Policy Recommendations
As AI systems make increasingly consequential decisions, our limited understanding of their internal reasoning threatens our ability to audit their alignment and reliability. Even partial visibility into why models behave how they do can surface risk and support early intervention as their influence expands. Without such advances, models will remain vulnerable to failures we don’t fully understand. Four policy measures can address these urgent challenges:
[Response 1] Strengthening State Capacity in AI. Resource technical institutions to assess model interpretability and embed AI experts across agencies to evaluate what evidence these contribute to a holistic understanding of model safety.

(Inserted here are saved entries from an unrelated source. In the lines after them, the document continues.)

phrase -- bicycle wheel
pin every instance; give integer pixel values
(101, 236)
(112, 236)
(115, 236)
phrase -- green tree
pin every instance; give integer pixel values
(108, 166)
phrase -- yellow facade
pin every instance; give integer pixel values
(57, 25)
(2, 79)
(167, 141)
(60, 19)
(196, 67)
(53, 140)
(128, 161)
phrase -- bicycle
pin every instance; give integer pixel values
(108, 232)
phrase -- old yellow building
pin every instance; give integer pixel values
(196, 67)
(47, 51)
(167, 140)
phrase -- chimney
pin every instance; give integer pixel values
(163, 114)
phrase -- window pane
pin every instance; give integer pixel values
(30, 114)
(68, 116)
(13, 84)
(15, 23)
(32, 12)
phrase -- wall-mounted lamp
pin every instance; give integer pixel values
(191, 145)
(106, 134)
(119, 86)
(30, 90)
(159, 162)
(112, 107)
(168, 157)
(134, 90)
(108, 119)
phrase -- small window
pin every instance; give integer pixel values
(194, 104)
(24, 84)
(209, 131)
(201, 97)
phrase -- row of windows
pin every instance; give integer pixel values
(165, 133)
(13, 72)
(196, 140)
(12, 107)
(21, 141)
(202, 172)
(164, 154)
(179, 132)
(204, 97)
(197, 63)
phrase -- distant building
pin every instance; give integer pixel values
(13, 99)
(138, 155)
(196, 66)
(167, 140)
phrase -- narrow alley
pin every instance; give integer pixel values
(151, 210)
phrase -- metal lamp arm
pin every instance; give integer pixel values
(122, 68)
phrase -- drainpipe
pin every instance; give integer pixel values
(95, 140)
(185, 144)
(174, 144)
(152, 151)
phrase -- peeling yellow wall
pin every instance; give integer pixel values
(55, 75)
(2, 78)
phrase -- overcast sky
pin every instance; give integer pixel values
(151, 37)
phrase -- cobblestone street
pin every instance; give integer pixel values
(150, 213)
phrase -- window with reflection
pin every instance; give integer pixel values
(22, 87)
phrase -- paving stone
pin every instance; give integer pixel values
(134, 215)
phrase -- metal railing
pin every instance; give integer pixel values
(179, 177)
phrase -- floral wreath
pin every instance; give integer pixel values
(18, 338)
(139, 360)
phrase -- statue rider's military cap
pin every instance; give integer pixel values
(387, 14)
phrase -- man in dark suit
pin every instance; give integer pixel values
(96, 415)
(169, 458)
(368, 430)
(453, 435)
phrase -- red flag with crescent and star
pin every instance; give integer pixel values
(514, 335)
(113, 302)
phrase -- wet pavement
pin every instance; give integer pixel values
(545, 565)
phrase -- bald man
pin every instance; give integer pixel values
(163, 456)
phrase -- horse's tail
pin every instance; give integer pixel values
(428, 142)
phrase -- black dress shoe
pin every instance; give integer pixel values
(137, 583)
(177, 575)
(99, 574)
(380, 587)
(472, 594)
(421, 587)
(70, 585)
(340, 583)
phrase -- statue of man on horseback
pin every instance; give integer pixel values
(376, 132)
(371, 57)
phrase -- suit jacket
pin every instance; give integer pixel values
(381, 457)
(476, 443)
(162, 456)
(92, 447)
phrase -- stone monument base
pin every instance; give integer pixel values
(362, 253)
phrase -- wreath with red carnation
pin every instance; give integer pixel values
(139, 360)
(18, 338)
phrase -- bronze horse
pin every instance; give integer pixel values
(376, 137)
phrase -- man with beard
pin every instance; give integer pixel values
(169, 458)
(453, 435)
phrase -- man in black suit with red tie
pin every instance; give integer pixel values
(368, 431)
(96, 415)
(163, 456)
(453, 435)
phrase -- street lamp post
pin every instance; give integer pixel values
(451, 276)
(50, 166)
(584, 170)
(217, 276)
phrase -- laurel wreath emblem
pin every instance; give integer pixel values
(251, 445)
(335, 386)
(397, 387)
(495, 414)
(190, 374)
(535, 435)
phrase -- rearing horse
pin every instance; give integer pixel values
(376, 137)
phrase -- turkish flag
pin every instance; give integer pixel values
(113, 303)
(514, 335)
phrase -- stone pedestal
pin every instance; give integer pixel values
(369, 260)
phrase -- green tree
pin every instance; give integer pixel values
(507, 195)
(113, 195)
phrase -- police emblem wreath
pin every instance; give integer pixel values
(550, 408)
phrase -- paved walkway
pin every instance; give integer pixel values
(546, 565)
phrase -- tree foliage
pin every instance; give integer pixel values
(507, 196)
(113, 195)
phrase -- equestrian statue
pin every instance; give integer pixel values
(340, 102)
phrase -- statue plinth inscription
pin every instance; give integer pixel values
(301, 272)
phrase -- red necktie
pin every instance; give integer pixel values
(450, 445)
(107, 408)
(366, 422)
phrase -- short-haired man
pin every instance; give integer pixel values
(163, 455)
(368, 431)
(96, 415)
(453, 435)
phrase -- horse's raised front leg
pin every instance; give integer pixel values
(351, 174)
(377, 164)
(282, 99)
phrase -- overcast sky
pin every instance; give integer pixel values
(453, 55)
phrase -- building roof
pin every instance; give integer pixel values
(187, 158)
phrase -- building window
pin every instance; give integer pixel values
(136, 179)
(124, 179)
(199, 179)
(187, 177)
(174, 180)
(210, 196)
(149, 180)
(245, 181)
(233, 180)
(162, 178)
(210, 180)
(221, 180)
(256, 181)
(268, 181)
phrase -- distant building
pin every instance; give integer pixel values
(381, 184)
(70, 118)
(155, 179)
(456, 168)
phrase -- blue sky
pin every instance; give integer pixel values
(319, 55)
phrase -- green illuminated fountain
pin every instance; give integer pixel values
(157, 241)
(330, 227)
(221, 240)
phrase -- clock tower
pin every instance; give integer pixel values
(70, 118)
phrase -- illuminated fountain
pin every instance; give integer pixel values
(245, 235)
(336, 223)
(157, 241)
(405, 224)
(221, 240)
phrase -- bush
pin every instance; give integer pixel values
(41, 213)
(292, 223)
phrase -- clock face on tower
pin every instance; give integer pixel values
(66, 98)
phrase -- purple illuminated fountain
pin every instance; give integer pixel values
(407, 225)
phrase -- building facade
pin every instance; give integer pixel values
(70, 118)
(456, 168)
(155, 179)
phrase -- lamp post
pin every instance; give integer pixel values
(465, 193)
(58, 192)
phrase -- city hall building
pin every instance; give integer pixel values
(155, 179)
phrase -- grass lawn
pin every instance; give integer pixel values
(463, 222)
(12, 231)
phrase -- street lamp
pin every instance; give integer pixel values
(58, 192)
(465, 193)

[Response 2] Invest in Public Research. Fund academic, nonprofit, and government research into both mechanistic and representation-based interpretability through agencies like NSF, DARPA, CAISI and other relevant federal research programs. Public investment guides research priorities and ensures long-term progress beyond commercial timelines.
[Response 3] Transparency. Direct CAISI to develop standardized interpretability disclosures for Secure Development Frameworks, allowing organizations to report on their understanding of model internals in a consistent format.
[Response 4] Financial Incentives. Consider offering tax credits or procurement preferences for models with demonstrable interpretability understandings.
Conclusion
AI interpretability has no silver bullet solution. Mechanistic approaches offer precision in narrow cases while representation methods provide broader steering. Full interpretability faces fundamental barriers due to the associative and superimposed nature of information in neural networks.
Four policy responses emerge: strengthen state capacity by resourcing technical institutions and embedding AI experts across agencies; invest in public research on both mechanistic and representation interpretability; require transparency through standardized disclosures in development frameworks; and create financial incentives like tax credits for demonstrable interpretability features.
The stakes demand action. Without the ability to trace how or why a model arrived at a given output, meaningful oversight becomes difficult. Even tools that provide partial interpretability can help identify and mitigate risks as AI systems grow more powerful and transformative to our society. Governments that invest in this capacity today will be better positioned to create the interpretable, reliable, and controllable AI of tomorrow.